De pronto, mirando a través de una
extensa hilera de árboles, vio un enorme resplandor que semejaba estar
muy lejos. Yendo hacia allá, descubrió que la luz salía de un gran
palacio que estaba completamente iluminado.
El mercader dio gracias a Dios por el
socorro que Él le enviaba, y se apresuró a ir al palacio, mas se
sorprendió mucho al no encontrar a nadie en el patio. Su caballo, que le
seguía, descubriendo una acogedora cuadra abierta, se apresuró a entrar
y al encontrarse forraje y avena, el pobre animal, que se moría de
hambre, se lanzó sobre el alimento con mucha avidez. El buen hombre lo
dejó en las caballerizas y fue a la mansión en donde tampoco encontró a
nadie, pero entrando en una gran sala hallóse ante un magnífico fuego y
una mesa cargada de ricas viandas, en la cual no había más que un
cubierto. Como la lluvia y la nieve le calaran hasta los huesos, se acercó
al fuego para secarse, diciendo para sí :
-El dueño de la casa y sus servidores, me
perdonarán la libertad que me he tomado al entrar; sin duda van a
aparecer pronto y podré darles explicaciones.

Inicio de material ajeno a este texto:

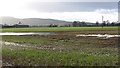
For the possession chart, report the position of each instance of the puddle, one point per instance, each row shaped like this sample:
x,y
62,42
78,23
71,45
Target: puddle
x,y
98,35
29,33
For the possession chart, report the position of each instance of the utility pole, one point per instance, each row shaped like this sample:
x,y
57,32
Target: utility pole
x,y
102,20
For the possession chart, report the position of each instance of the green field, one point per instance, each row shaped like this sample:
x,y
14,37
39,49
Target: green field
x,y
61,50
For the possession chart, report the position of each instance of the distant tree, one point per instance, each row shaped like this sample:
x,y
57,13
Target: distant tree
x,y
75,24
113,24
82,23
107,23
97,23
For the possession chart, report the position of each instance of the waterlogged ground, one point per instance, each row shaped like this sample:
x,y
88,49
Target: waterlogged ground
x,y
59,50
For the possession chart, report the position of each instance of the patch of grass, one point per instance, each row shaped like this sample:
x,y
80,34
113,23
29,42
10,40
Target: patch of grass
x,y
60,50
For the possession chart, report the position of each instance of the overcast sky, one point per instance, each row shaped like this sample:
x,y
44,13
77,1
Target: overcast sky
x,y
90,11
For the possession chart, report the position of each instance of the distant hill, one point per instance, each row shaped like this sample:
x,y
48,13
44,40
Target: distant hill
x,y
32,21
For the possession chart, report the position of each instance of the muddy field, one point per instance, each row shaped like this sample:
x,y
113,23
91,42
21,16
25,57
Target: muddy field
x,y
59,50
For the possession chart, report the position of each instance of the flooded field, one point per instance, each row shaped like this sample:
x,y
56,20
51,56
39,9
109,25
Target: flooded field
x,y
63,48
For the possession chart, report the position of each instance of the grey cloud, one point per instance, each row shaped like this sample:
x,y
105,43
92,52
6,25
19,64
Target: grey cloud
x,y
71,6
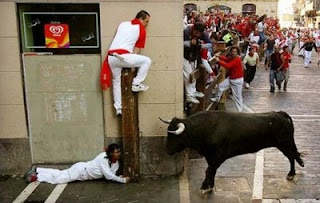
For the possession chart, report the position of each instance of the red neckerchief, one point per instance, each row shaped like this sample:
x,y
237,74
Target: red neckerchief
x,y
142,35
106,74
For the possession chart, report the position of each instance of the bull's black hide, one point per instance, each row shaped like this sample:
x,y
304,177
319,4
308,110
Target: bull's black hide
x,y
220,135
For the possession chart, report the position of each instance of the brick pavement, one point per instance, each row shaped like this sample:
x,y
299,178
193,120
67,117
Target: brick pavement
x,y
234,180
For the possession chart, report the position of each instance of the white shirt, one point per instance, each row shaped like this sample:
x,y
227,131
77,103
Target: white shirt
x,y
126,36
251,61
260,27
99,167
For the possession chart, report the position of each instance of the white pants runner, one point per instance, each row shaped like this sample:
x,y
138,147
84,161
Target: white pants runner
x,y
188,68
56,176
236,87
130,61
307,57
301,51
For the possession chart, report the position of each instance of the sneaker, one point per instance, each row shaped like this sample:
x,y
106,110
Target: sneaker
x,y
118,112
192,100
32,177
214,99
198,94
247,85
32,170
272,89
139,88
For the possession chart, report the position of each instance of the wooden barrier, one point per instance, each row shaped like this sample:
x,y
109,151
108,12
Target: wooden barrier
x,y
130,126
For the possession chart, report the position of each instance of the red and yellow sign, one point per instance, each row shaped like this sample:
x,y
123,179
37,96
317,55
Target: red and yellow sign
x,y
57,35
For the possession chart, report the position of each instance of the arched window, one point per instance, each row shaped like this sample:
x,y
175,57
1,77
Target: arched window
x,y
248,9
190,7
225,9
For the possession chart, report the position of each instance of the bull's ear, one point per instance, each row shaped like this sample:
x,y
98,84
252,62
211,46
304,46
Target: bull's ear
x,y
165,121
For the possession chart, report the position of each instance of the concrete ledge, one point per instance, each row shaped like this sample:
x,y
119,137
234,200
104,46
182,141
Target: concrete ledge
x,y
15,156
154,159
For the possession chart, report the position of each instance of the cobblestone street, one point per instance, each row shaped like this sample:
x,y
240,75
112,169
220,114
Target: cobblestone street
x,y
235,176
235,180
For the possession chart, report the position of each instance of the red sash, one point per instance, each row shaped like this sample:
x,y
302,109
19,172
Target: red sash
x,y
142,33
106,74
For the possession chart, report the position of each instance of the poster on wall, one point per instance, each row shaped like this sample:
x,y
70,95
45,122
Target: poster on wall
x,y
56,35
60,28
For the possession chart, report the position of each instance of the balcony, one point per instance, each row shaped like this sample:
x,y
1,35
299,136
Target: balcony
x,y
309,6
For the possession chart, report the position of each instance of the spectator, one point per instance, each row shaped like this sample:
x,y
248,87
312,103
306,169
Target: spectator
x,y
195,40
308,45
250,61
286,59
275,64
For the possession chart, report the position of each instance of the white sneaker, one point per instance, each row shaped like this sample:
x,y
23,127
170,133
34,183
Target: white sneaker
x,y
198,94
214,99
139,88
247,85
192,100
118,112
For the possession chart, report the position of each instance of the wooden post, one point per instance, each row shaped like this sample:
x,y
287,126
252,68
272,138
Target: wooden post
x,y
130,126
223,99
201,87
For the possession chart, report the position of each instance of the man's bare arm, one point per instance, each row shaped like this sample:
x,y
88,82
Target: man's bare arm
x,y
136,50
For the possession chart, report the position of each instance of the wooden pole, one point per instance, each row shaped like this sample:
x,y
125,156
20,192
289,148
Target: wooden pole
x,y
201,87
130,126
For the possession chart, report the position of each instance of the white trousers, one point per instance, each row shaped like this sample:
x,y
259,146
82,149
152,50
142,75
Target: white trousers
x,y
236,87
301,51
130,61
56,176
307,57
188,68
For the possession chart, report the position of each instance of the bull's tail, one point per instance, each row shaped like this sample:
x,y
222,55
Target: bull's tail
x,y
284,114
298,156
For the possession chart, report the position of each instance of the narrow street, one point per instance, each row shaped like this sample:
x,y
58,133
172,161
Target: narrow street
x,y
260,176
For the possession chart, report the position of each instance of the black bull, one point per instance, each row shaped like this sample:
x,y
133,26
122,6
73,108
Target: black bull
x,y
220,135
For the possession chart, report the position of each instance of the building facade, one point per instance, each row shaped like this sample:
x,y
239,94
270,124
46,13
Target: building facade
x,y
258,7
52,109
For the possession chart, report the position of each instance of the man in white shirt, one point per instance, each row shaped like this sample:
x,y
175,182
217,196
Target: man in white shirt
x,y
105,165
124,53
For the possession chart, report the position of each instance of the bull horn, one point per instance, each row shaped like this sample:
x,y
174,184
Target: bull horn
x,y
165,121
180,129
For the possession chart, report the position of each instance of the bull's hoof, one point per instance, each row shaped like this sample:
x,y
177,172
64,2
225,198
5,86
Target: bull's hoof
x,y
290,177
206,191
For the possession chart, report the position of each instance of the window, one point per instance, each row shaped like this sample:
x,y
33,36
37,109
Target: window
x,y
60,28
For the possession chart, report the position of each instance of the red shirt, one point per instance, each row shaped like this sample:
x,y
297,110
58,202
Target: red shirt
x,y
234,66
286,57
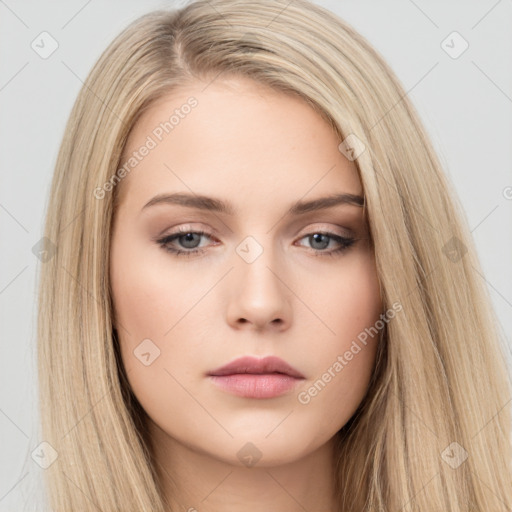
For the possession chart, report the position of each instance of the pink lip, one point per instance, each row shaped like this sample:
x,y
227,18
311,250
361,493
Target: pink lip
x,y
251,377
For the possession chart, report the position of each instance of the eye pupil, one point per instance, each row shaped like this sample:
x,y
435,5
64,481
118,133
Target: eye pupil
x,y
189,238
317,237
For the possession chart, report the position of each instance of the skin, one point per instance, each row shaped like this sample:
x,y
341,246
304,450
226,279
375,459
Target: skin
x,y
260,150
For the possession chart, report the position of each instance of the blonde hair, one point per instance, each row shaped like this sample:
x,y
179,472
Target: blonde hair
x,y
440,376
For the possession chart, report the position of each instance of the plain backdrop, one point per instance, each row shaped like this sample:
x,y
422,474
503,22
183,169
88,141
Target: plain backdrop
x,y
464,102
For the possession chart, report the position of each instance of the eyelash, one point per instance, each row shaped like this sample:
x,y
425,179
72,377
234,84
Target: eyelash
x,y
345,242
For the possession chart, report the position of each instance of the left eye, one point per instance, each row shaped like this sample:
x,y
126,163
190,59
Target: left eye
x,y
190,240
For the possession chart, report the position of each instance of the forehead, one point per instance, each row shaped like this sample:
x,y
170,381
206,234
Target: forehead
x,y
235,136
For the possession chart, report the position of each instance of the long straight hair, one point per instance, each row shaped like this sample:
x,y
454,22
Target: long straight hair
x,y
433,431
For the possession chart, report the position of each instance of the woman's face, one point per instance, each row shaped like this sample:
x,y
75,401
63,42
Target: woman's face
x,y
274,274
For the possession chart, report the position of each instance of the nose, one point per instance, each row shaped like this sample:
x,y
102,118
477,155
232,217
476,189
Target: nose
x,y
260,296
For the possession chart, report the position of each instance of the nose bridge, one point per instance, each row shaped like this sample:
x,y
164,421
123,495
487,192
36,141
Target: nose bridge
x,y
259,293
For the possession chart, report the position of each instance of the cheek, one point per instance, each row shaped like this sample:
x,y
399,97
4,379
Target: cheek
x,y
344,364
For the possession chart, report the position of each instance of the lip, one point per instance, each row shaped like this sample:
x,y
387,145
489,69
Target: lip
x,y
252,377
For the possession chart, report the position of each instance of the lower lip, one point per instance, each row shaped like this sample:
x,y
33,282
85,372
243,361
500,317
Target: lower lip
x,y
268,385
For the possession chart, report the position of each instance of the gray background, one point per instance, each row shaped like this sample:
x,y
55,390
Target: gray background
x,y
465,104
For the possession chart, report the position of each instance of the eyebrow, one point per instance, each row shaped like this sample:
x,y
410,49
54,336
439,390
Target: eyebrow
x,y
212,204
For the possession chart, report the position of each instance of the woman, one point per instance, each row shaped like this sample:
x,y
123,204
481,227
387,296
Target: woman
x,y
264,293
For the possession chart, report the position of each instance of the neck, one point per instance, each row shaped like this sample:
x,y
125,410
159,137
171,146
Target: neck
x,y
195,481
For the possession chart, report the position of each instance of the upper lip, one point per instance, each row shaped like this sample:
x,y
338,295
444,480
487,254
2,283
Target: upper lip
x,y
254,365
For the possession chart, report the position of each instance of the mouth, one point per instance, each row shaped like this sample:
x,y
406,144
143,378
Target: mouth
x,y
250,377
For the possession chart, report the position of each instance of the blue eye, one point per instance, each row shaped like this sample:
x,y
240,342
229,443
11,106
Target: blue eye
x,y
190,240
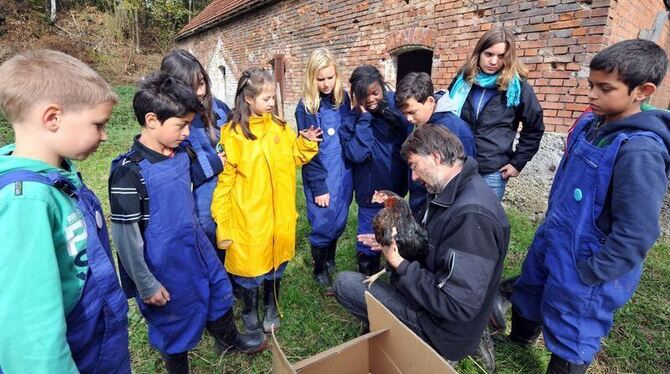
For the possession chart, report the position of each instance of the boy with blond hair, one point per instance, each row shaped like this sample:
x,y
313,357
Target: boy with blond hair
x,y
62,308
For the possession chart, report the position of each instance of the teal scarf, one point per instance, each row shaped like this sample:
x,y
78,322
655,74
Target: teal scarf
x,y
459,92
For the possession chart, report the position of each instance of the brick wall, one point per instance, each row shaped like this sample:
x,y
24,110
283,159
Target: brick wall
x,y
556,39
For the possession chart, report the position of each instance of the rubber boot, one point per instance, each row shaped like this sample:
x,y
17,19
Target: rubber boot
x,y
250,309
498,316
228,339
524,332
271,297
319,256
176,363
507,286
330,261
368,265
558,365
485,351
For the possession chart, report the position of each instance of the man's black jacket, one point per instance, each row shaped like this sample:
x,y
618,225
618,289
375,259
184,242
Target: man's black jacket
x,y
469,235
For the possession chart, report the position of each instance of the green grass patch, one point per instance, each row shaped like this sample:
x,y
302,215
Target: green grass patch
x,y
639,342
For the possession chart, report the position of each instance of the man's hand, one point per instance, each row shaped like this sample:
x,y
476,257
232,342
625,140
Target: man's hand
x,y
322,200
509,171
160,298
391,252
370,241
312,134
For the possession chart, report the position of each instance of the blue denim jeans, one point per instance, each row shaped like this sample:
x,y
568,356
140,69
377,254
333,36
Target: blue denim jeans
x,y
496,182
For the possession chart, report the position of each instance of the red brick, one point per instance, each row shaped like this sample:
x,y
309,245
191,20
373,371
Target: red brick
x,y
565,37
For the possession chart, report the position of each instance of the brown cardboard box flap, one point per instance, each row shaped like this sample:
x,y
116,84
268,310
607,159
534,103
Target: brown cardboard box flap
x,y
409,352
390,348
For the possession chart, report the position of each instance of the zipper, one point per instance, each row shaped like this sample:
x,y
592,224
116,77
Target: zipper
x,y
479,104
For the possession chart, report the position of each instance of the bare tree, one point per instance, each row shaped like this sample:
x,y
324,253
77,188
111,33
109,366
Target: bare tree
x,y
52,13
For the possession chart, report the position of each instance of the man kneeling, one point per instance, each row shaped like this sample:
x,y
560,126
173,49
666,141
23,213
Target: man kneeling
x,y
446,298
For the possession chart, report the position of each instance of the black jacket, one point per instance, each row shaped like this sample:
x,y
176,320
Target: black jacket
x,y
469,235
496,127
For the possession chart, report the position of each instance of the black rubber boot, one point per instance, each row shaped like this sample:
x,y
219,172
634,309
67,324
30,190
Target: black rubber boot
x,y
368,265
506,287
558,365
319,256
498,316
250,309
524,332
271,297
228,339
330,261
486,353
176,363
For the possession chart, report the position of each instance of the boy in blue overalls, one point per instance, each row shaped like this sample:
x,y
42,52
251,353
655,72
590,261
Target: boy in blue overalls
x,y
586,258
168,263
61,307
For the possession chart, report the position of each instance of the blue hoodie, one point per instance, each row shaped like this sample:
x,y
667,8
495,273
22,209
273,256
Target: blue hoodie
x,y
630,216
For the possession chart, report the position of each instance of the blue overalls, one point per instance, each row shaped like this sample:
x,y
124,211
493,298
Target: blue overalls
x,y
97,327
180,256
575,316
210,167
328,223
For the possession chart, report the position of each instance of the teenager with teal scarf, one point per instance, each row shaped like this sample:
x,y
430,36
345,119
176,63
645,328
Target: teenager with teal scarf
x,y
492,95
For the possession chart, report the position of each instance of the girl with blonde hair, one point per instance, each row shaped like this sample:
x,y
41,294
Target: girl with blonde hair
x,y
326,179
492,95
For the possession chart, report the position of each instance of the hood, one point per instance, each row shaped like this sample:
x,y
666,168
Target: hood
x,y
444,103
657,121
10,163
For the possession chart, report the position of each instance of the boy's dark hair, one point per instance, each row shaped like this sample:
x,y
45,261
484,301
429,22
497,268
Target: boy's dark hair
x,y
413,85
165,96
362,77
428,139
635,61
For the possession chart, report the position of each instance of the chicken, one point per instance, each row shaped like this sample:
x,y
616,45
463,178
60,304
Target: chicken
x,y
395,221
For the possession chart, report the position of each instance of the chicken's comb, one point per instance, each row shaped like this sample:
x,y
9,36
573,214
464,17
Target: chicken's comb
x,y
390,202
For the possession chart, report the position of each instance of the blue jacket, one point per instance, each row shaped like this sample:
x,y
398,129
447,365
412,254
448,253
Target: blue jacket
x,y
209,164
442,115
314,173
630,216
372,143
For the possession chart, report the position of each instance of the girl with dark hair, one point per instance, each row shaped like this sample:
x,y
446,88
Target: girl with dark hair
x,y
492,95
254,200
372,135
204,135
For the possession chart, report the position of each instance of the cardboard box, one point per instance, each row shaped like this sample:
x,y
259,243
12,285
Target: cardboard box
x,y
389,348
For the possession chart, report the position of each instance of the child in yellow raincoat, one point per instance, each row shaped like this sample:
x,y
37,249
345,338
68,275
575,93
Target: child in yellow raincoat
x,y
254,200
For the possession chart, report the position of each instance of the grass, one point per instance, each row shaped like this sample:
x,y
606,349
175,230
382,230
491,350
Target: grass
x,y
639,342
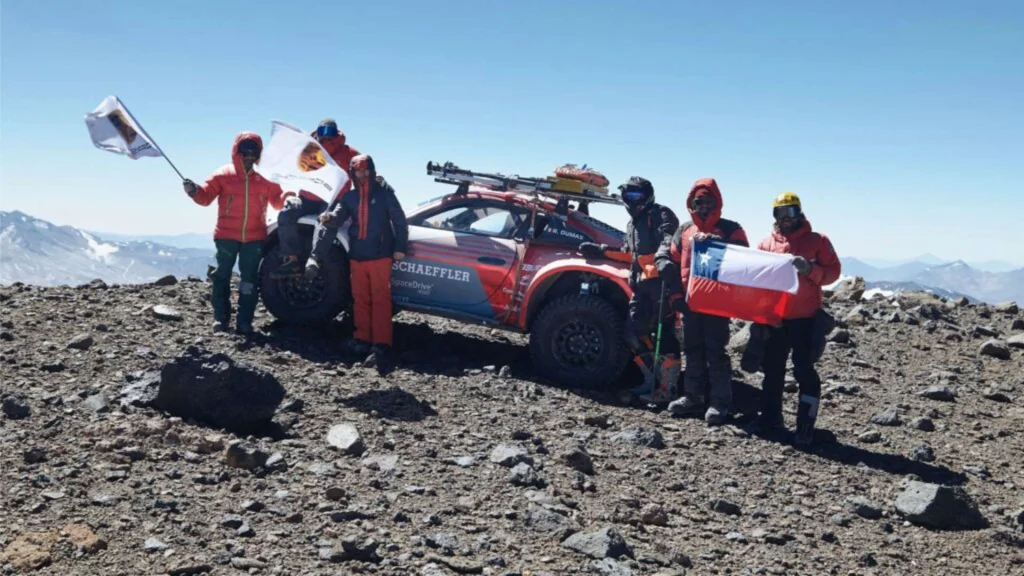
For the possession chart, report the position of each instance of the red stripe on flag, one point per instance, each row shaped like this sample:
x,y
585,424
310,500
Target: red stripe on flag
x,y
754,304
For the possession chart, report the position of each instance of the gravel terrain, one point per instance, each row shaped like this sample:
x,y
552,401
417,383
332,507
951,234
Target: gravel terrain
x,y
135,441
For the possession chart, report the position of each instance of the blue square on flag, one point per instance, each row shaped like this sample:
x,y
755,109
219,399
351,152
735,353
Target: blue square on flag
x,y
707,261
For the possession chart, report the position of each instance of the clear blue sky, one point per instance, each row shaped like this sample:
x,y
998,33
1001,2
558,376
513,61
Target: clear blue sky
x,y
900,123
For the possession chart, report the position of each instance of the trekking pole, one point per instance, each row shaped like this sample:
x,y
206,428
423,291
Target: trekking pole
x,y
657,341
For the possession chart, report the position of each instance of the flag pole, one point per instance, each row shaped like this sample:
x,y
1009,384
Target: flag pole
x,y
148,137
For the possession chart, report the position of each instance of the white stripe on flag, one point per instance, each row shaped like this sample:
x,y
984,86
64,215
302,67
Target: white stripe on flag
x,y
758,269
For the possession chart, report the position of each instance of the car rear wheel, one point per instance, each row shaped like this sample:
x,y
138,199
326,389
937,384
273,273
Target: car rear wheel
x,y
578,340
296,301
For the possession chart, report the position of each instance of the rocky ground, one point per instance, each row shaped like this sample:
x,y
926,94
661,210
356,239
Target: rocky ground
x,y
462,461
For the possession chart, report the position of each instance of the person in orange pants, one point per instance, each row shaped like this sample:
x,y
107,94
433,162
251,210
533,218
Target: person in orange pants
x,y
377,238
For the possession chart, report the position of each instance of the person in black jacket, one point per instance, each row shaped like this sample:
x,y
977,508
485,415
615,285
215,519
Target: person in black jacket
x,y
650,225
377,238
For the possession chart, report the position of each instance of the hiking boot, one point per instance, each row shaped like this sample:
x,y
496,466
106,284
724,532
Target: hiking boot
x,y
768,423
290,266
804,437
312,271
686,406
716,415
380,357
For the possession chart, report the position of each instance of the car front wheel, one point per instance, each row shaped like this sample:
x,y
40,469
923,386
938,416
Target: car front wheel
x,y
579,341
294,300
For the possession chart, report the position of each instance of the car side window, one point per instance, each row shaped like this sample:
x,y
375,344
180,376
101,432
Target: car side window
x,y
485,219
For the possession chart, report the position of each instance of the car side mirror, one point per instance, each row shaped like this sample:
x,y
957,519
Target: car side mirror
x,y
540,223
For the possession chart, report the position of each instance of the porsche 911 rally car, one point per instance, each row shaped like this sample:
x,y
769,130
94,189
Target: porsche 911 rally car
x,y
499,251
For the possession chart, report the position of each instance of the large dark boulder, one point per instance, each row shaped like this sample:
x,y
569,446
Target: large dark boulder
x,y
214,389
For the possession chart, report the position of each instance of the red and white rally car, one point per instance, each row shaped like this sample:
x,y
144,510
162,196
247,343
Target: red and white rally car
x,y
499,251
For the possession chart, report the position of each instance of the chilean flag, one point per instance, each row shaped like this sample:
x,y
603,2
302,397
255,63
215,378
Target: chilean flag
x,y
739,282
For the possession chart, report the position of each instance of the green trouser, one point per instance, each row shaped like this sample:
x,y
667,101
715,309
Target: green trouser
x,y
249,255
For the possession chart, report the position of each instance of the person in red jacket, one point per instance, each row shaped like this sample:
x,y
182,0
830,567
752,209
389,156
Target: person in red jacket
x,y
817,265
705,336
307,203
377,237
242,196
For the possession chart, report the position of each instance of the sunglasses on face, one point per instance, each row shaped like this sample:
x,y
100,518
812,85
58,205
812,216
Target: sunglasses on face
x,y
633,195
327,132
783,212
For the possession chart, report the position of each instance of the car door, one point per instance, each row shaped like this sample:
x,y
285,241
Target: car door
x,y
460,256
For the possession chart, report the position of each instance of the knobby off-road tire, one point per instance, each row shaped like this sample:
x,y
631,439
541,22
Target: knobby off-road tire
x,y
579,341
301,302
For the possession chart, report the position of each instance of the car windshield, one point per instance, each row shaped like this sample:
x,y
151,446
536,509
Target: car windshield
x,y
592,221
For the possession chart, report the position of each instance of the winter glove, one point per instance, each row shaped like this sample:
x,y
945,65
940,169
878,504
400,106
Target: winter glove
x,y
591,250
803,266
678,303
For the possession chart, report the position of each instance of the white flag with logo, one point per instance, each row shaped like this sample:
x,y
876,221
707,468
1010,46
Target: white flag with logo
x,y
296,161
113,128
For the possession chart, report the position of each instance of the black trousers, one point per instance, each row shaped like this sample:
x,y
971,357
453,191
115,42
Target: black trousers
x,y
705,338
798,336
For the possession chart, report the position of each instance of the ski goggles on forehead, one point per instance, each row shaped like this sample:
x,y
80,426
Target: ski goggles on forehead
x,y
632,195
327,131
783,212
705,200
248,148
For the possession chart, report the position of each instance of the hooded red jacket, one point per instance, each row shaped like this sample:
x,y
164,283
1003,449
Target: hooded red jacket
x,y
677,254
825,266
242,199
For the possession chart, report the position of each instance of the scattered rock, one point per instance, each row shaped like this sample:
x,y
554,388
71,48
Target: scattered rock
x,y
994,348
863,507
922,423
1009,307
888,417
942,507
509,456
215,389
725,506
346,439
579,459
15,407
242,455
996,396
165,313
606,542
524,475
639,436
940,392
654,515
923,453
81,341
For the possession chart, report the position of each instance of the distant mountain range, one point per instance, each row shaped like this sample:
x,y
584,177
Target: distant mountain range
x,y
35,251
38,252
956,278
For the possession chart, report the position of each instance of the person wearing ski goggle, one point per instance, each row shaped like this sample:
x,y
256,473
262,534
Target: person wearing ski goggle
x,y
801,331
705,335
307,203
650,225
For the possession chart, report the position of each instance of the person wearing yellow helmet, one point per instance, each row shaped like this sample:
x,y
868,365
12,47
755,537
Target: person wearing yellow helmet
x,y
817,264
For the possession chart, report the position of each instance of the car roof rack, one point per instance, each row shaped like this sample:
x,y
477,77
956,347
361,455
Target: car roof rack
x,y
559,189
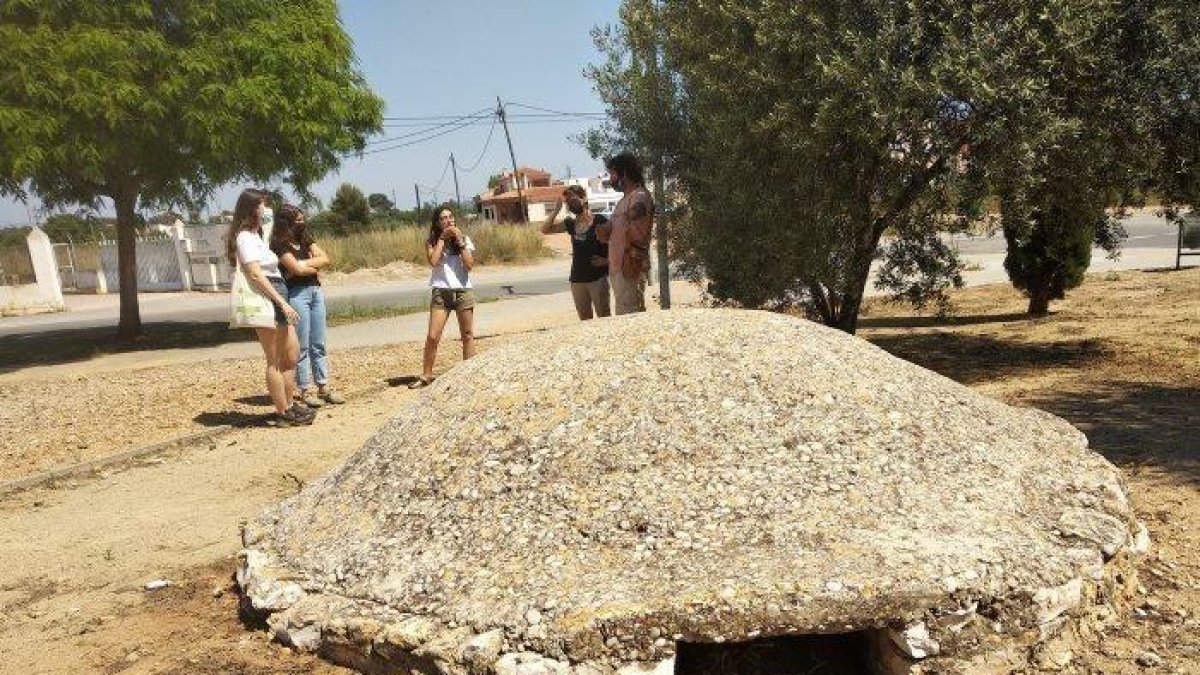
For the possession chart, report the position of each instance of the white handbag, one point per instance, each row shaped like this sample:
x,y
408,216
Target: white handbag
x,y
247,306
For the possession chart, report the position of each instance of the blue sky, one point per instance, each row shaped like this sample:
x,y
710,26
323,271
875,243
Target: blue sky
x,y
429,58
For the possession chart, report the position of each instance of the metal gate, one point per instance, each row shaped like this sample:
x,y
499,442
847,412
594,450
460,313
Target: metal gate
x,y
157,264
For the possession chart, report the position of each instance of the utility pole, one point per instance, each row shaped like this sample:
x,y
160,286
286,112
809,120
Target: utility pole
x,y
457,197
516,175
660,202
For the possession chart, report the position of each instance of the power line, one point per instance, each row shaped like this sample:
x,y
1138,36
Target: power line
x,y
432,129
435,126
481,153
552,111
441,180
414,142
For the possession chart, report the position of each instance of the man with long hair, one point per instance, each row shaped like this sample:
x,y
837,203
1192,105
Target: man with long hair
x,y
629,234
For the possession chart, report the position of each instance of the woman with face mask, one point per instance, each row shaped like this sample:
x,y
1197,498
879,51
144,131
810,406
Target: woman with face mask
x,y
589,256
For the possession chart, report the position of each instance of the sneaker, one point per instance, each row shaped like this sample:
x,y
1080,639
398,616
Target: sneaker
x,y
330,395
303,412
311,399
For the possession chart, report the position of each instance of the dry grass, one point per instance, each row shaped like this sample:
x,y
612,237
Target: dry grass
x,y
493,244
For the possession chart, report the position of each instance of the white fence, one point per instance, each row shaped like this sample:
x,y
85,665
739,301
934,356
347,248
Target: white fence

Esperó durante un tiempo considerable y
sonaron las once de la noche sin que viese a ninguna persona, entonces, ya
no pudiendo resistir el hambre que le dominaba, tomó un pollo que devoró
en un par de bocados, aunque temblando, bebió también unos sorbos de
vino, y ya más atrevido, salió de la sala atravesando numerosas salas
esplendidamente amuebladas. Finalmente encontró una estancia donde había
un amplio lecho y puesto ya era media noche pasada y él allí estaba, tomó
la decisión de cerrar la puerta y acostarse.
Eran tocadas las diez de la mañana cuando
se levantó al día siguiente, sorprendiéndose mucho al ver un traje
limpio reemplazando el suyo, que estaba completamente deteriorado.
-Seguramente –pensó-, este palacio
pertenece a un hada buena que ha tenido piedad de mi situación.
Al mirar por la ventana vio que ya no había
nieve y, en su lugar, hermosos macizos de flores encantaban la vista.
Regresó entonces a la sala donde cenara
la vigilia anterior advirtiendo que le había sido servido chocolate
caliente en una pequeña mesa.
-Os doy las gracias, señora Hada –dijo
en voz alta-, por haber tenido la bondad de pensar en mi desayuno.
El buen hombre, después de haberse bebido
el chocolate, salió para ir a buscar a su caballo, y como pasaba bajo un
cenador de rosas, recordó de improviso lo que Bella le había pedido y
cogió una rama en donde había bastantes.
En ese preciso instante escuchó un rugido
ensordecedor y vio venir hacia él a una bestia tan horrible, que casi se
desmaya de la impresión.
-Habéis sido muy ingrato –le dijo la
bestia con una voz terrible-, yo os he salvado la vida recibiéndoos en mi
palacio, y para mi dolor vos me robáis mis rosas, que yo amo más que a
nada en el mundo. Es preciso que muráis con objeto de reparar semejante
falta. Os concedo un cuarto de hora para que pidáis perdón a Dios por
vuestros pecados.
El mercader se puso de rodillas y le dijo
a la bestia juntando sus manos:
-¡Monseñor, perdonadme; no creía
ofenderos cogiendo las rosas que una de mis hijas me había pedido!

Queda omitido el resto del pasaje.